A non-profit trust founded by engineers of a science institute and an Indian firm launched a $200 computing device, called the Simputer, in an effort to bust the digital divide. Clad in jeans and T-shirts that said "Radical simplicity for universal access,"the scientists showed the Simputer in easy-to-use applications aimed at rural folk, including voicemail, text-to-speech capabilities and Internet access. They showed how illiterate farmers could get to know the ruling prices of vegetables by using symbols and speech software. The Simputer Trust has built the device, named as a short form for Simple, Inexpensive and Multilingual, with a planned street price in India of Rs 9,000 (nearly $ 200).

"The Simputer is essentially an empowering device," Vijay Chandru, a professor at the Indian Institute of Science and one of the trustees, told a packed auditorium in the state-run institute’s lush-green Bangalore campus.

 

Week-long shut down in July

Sun Microsystems Inc will shut down for a week in July, asking employees to take holidays or take unpaid leave during that period, company sources said last week. A Sun spokesperson was not immediately available for comments. The shutdown in the first week of July will affect four business days, and would mark the first time that Sun has taken such action. Sun had said that it was implementing tough cost controls in order to preserve funding for research and development. Computer and printer maker Hewlett-Packard Co., which is implementing cost controls of its own, has also used mandatory holidays as a way to cut expenses.

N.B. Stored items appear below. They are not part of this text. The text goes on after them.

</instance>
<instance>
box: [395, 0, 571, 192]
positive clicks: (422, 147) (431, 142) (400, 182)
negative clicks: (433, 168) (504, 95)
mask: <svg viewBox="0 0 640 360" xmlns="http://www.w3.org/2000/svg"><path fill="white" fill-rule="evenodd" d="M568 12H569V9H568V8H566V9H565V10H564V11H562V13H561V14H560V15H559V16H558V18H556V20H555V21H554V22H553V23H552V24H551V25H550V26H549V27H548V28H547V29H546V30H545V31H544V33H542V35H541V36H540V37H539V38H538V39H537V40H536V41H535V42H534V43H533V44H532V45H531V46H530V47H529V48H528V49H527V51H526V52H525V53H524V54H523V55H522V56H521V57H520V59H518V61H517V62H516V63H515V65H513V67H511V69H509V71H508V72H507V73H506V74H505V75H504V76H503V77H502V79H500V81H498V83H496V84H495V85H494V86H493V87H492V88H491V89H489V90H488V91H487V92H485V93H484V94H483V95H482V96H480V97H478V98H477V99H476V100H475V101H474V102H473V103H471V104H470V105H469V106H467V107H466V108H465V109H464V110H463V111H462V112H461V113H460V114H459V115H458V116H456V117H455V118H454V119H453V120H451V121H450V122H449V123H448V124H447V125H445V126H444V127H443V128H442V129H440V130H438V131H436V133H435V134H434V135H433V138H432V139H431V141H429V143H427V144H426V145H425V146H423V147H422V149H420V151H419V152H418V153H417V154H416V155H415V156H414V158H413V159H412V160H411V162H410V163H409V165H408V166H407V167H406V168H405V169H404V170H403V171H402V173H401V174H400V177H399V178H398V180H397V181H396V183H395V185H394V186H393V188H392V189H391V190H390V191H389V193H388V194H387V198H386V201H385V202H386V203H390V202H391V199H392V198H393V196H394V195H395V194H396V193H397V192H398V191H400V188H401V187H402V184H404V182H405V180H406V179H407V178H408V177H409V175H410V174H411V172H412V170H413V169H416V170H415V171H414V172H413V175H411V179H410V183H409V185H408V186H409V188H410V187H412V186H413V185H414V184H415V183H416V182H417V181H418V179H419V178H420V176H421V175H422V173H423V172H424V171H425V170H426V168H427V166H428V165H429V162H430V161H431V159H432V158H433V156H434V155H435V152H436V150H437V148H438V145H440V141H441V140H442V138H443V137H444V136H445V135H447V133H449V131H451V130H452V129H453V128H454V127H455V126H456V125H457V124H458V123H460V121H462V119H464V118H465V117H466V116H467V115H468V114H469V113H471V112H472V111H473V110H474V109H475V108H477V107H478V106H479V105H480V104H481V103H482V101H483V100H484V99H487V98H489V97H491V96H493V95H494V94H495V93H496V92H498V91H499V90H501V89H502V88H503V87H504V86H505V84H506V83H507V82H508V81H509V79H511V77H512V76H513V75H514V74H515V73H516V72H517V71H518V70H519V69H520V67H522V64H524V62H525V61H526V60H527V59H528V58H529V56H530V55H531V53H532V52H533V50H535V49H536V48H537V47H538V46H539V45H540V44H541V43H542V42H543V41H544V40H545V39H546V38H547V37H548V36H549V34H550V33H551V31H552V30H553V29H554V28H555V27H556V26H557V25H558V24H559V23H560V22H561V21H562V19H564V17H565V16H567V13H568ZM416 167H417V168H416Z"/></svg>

Bhutan to launch first Internet daily

The secluded Himalayan kingdom of Bhutan will soon have its first daily newspaper on the Internet to help reach out to a global readership. The Internet daily, yet another sign of the opening up of the reclusive country, will be launched by the state-run Kuensel Corporation which also publishes the weekly Kuensel. "The Web site will contain a daily updated news page with photographs and articles...an opinion forum for public discussion and digital advertising to make Kuensel sustainable," the weekly Kuensel said in its latest issue. The national weekly’s initiative would be financially supported by Denmark and an agreement to the effect was signed recently in Thimpu. Kuensel said the electronic version would also reach its Bhutanese readers much faster, overcoming transportation and distribution difficulties in the landlocked country of some 6,00,000 persons

Bhutan logged on to the Internet and also launched its first domestic television channel less than two years ago amid much fanfare as part of the ongoing policy of modernisation led by its King Jigme Singye Wangchuk.